Latest update March 22nd, 2025 6:44 AM
Mar 12, 2021 News
Newly appointed NAREI CEO (left) Jagnarine Singh along with Agriculture Minister, Zulfikar Mustapha.
Kaieteur News – Government has allocated $500M in this year’s budget to commence infrastructural work in the Intermediate Savannah, with a number of investors already expressing interest in the sector as part of the charge laid by President, Irfaan Ali, that the country becomes self-sufficient, in the production of protein for the poultry industry.
This charge was handed to newly appointed Chief Executive Officer (CEO) of the National Agriculture Research and Extension Institute – former head of the Guyana Rice Development Board (GRD) – Jagnarine Singh.
Singh takes over from Dr. Oudho Homenauth, who was employed by the agency for the past 20 years.
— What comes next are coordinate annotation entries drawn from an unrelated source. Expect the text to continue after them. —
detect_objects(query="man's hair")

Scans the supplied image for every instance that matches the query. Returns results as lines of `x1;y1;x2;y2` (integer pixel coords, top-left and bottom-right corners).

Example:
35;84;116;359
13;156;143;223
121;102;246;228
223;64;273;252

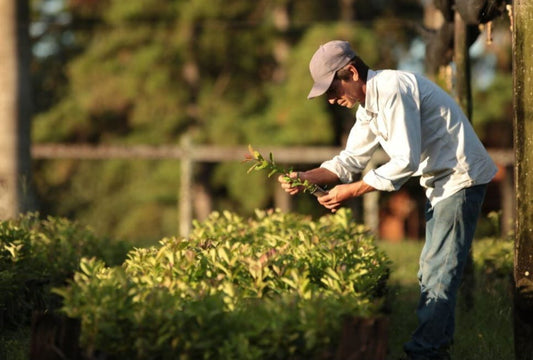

The new CEO, along with NAREI staffers met recently with Minister of Agriculture, Zulfikar Mustapha, to discuss how the agency is expected to implement the new policies set by the government in an effort to reposition and revamp agriculture in Guyana.
Minister Mustapha told the staff that, with Guyana taking back its rightful place with agriculture in the Caribbean, and that NAREI has an important role to play, as the agency is mandated to manage agriculture research and development.
“We are looking to revamp the agriculture sector. If we want to take our rightful place regionally and internationally, institutions like NAREI have to play a very important role.”
As such, the Minister charged NAREI to strategize, saying, “We have to come up with innovative ideas and we have to implement the policies of the government.”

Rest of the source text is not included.